When investment and perception diverge
For cities where investment and perception diverge, the most actionable insight the Index generates is not the ranking itself, but the gap it reveals. Every gap between investment and perception is diagnostic. It is not noise – it is the signal. When a city invests in infrastructure, digital services, or public programs, but residents do not perceive an improvement in the quality of life, this divergence typically reflects one of two underlying problems, both within a city’s control.
The first is a delivery failure. The investment exists, but it does not reach residents in a meaningful way. A hospital may have been built, but it serves the wrong population, lacks relevant services, or is inaccessible in practice. A digital platform may exist, but it is designed for a tech-literate user with reliable connectivity rather than the diversity of residents who need it. In such cases, the solution addresses a problem, but not the one residents are experiencing.
The second is a communication failure. Here, the investment is effective and relevant, but residents do not recognize it, trust it, or associate it with the city’s efforts. The issue is not delivery but legibility. The city has acted but has not made its efforts visible or credible to the people it serves.

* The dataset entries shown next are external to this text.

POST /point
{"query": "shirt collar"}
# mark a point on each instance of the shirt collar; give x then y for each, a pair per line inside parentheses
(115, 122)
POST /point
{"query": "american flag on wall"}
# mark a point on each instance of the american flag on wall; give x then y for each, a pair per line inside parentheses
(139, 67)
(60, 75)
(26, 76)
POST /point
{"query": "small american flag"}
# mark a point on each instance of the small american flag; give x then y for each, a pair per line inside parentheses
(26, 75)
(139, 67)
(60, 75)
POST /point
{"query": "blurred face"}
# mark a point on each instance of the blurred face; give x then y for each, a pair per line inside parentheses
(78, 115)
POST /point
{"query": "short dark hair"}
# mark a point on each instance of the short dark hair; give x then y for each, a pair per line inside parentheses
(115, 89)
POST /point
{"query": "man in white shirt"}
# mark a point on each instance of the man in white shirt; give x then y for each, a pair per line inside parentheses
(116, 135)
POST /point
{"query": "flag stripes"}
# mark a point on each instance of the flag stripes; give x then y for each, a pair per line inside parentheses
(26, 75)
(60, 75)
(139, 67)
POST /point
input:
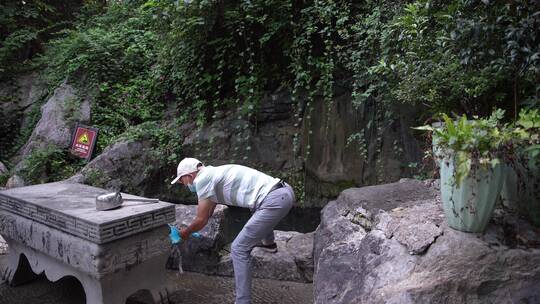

The distinction is critical because the policy response differs fundamentally. Delivery failures require redesign, that is, returning to residents, identifying actual needs, and rebuilding solutions accordingly. Communication failures require transparency, engagement, and trust-building. Without that distinction, cities risk investing more while achieving less.
The 2026 results illustrate both dynamics. Athens, ranked 139th, and Rome, ranked 143rd, are high-income, well-connected cities with significant public infrastructure. Yet both record low scores in areas such as perceived corruption and citizen participation – in some cases, lower than those with fewer resources. Residents do not experience these cities as working effectively for them, or at least do not perceive them as doing so. Whether this reflects delivery failures, communication failures, or both, the implication is the same: perception is the signal, and ignoring it carries a cost.